Two weeks into his new job, Stamps.com’s CFO Ken McBride started slashing the first of 485 workers—87 percent of the staff. It was October 2000, six months after the initial popping sounds of the dotcom implosion, and the electronic-postage company was spurting gobs of red ink. Just a year earlier Stamps.com had gone public, raising a staggering $450 million in two offerings.
Back then investors didn’t seem to care that the company had lost $56 million on revenue of $358,000 in 1999; they bid up the share price to $88. But within a year the price had fallen to $2.25. Stamps.com finished out 2000 losing $213 million on $15 million in revenue. “It was not a fun time,” says McBride, 45, who has been CEO since 2001.
But today, after years of refocusing, Stamps.com has determinedly pulled out of a death spiral, netting $33 million on revenue of $123 million over the most recent 12 months. So, too, have a couple of other members of our annual list of America’s Best Small Companies—online photo printer Shutterfly and j2 Global, the messaging and communications company. All three were conceived during Web 1.0. And like many of their dot-bomb brethren, they raised obscene amounts of money on the strength of a story, rather than a business plan, much less a real product or service. All nearly perished during the meltdown. But the best entrepreneurial companies have always lived by their wits and can sometimes outlive their founders. By pivoting, refocusing and acquiring other key companies, Stamps.com (No. 32 on our list), Shutterfly (31) and j2 Global (39) have all found ways to reinvent themselves, to survive—and thrive.
Revisiting the 1997–2000 tech boom is a cringe-provoking history lesson. At the height of the frenzy on March 10, 2000, when the Nasdaq closed at 5048.62, just under 400 internet companies had a total market capitalisation of $1.3 trillion. By October 9, 2002 the tech-heavy index had scraped 1114.11. Helping to pull it down were some hideous ideas and paragons of miserable execution. Among them:
•Pets.com raised $83 million in a February 2000 IPO and spent millions in TV commercials. It didn’t sell much in the way of dog food and kitty litter, though, and had to liquidate that November.
•Backed by gold-plated venture capital firms, online grocery business Webvan went public in March 2000, raising $375 million, but expanded far too quickly and went bankrupt in July 2001. Jeff Bezos resurrected it in 2007 as Amazon-Fresh.
•Founded in 1994 as Beverly Hills Internet, GeoCities grew into the third-most-popular website (as a way for users to group content) when Yahoo bought it for $3.6 billion in January 1999. It died slowly over a decade.
But out of the wreckage there also emerged some notable public and private survivors. Priceline.com, Pandora, eHarmony and Angie’s List were all created in those frothy times and adapted repeatedly to stay alive.
Shutterfly learned to reboot the hard way. Founded in 1999, it sold and mailed prints of digital photos back when an Olympus C-2500L, with an astonishing 2.5 megapixels, sold for just under $2,500. The startup had pedigreed backers who included Netscape billionaire Jim Clark and Silicon Graphics’ George Zachary, who led venture rounds eventually totaling almost $90 million.
The tech crash was damaging but not fatal. Shutterfly lost $18.5 million on sales of $7.5 million in 2001, cut 25 percent of its workforce and recovered enough to post its first annual profit in 2003. A far greater threat came from much larger competitors: HP’s Snapfish, Kodak’s Ofoto and Sony’s ImageStation, which started price wars as early as 2000, forcing Shutterfly to give away 85 percent of the 4-by-6-inch prints for which it otherwise charged 49 cents. By 2005, when Jeffrey Housenbold, 44, became Shutterfly’s fourth CEO, 58 percent of the company’s sales came from prints, the 4-by-6s now down to 19 cents an image. “Our margins were shrinking, and we had to diversify,” Housenbold recalls.

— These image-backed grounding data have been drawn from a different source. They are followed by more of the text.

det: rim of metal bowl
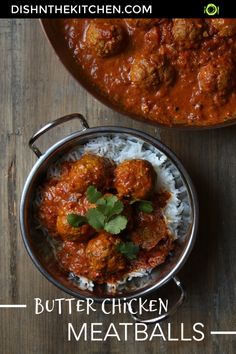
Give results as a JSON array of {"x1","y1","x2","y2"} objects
[{"x1": 20, "y1": 126, "x2": 199, "y2": 302}]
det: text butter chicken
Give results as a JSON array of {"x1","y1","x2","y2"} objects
[{"x1": 62, "y1": 19, "x2": 236, "y2": 126}]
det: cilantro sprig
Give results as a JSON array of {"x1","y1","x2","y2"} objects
[
  {"x1": 130, "y1": 199, "x2": 154, "y2": 213},
  {"x1": 117, "y1": 242, "x2": 139, "y2": 260},
  {"x1": 96, "y1": 195, "x2": 124, "y2": 217},
  {"x1": 137, "y1": 200, "x2": 153, "y2": 213},
  {"x1": 86, "y1": 185, "x2": 102, "y2": 203},
  {"x1": 67, "y1": 186, "x2": 128, "y2": 235},
  {"x1": 104, "y1": 215, "x2": 128, "y2": 234},
  {"x1": 66, "y1": 214, "x2": 87, "y2": 228}
]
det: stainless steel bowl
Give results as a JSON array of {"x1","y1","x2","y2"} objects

He had to do it quickly, too, since investors were nudging Shutterfly to go public. “The first day on the job I had a 30-minute introduction to the company, and I spent the rest of the day interviewing banks.” A closer look at the finances revealed the obvious: The photo print business was rapidly approaching a vanishing point.
Housenbold, an eBay and AltaVista veteran, had the stature to sway investors and rethink the company. Shutterfly had recently launched, but not pushed, a $29.99 photo book. Why not also offer an array of high-margin personalised products—calendars, greeting cards, slide shows, apparel and photo-based items? “If we hadn’t pivoted,” says Housenbold, “we’d be out of business today.”